Kata-kata Elena dimaksudkan untuk menenangkan Turner. Dia menghela napas dalam-dalam dan, setelah menyesap teh lagi, menjawab.

“Ya, aku tahu lebih baik tidak berkonflik dengan mereka. Justru itulah kenapa aku datang ke sini untuk minum teh daripada pergi minum minuman keras—kalau aku mabuk, aku mungkin akan mencari gara-gara dengan bajingan-bajingan itu…”

Dia berbicara dengan muram, lalu meletakkan cangkir tehnya kembali di atas meja dan melanjutkan.

“Kalau dipikir-pikir sekarang… Gregor sebenarnya lebih beruntung. Dia bekerja di Markas Besar Pusat. Atasannya cukup berkuasa sehingga ketika lembaga eksternal datang untuk menyelidiki, mereka tidak perlu menanggung penghinaan seperti ini.”

“Baiklah, baiklah. Cukup sudah. Ini masih jam kerja. Habiskan tehmu dan segera berangkat—kita ada tugas.”

Melihat Turner menggerutu, Elena melambaikan tangannya dengan tidak sabar. Turner mengangkat alisnya.

“Sebuah tugas? Tugas apa?”

“Hanya tugas pengamanan sederhana. Siang ini, Little Viscountess Field mengadakan acara donasi buku amal di museum. Anda bertugas menjaga keamanan secara diam-diam di lokasi—untuk berjaga-jaga.”

Elena menjelaskannya dengan gamblang. Mendengar kata-katanya, Turner mengangguk sambil berpikir.
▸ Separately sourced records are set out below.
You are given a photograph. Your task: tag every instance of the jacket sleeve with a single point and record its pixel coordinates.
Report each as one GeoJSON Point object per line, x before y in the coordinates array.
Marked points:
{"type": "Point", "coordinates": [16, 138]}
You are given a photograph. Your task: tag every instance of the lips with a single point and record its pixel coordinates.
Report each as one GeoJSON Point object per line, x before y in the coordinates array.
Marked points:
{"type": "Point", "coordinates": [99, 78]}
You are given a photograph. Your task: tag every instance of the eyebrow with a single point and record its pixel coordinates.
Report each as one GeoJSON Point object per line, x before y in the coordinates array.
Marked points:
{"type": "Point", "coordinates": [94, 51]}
“Little Viscountess Field? Gadis itu mengorganisir acara seperti itu lagi? Masih penuh energi ya… Sepertinya dia tidak bermalas-malasan akhir-akhir ini~”

Sambil terkekeh, Turner berdiri dari tempat duduknya. Setelah membayar tagihan, dia mengikuti Elena keluar dari kafe dan menuju jalan.

Tanpa disadari oleh keduanya saat mereka pergi, sepasang mata mengawasi punggung mereka dengan intensitas yang tenang.

Di kursi dekat jendela lain di kafe itu duduk seorang gadis muda yang mengenakan setelan jas pria hitam dan topi formal. Meskipun sosok dan wajahnya tampak muda, ia memancarkan aura tenang dan dewasa—sedemikian rupa sehingga sekilas, orang mungkin mengira dia jauh lebih tua. Mata hijau gelapnya mengikuti Turner dan Elena saat mereka keluar. Kemudian, ia menyesap kopinya dengan anggun sebelum mengalihkan pandangan dinginnya ke orang yang duduk di seberangnya.

Di hadapannya duduk seorang pria berpakaian formal, juga mengenakan topi. Meskipun ia duduk diam di tempatnya, ketika mata gadis itu menatapnya, seluruh tubuhnya menegang tanpa disadari. Ekspresinya yang sebelumnya tenang sesaat berubah sebelum kembali tenang.

“Sepertinya para petugas Biro Ketenangan setempat tidak terlalu senang dengan cara orang-orangmu menangani masalah ini…” kata gadis itu dengan suara dingin dan acuh tak acuh.

Pria itu—Bohweit—tampak tersentak sebelum menjawab dengan nada sedikit gemetar:

“Baiklah… eh… ada beberapa gesekan kecil selama koordinasi operasional. Sebagian besar disebabkan oleh perbedaan pendekatan kerja…”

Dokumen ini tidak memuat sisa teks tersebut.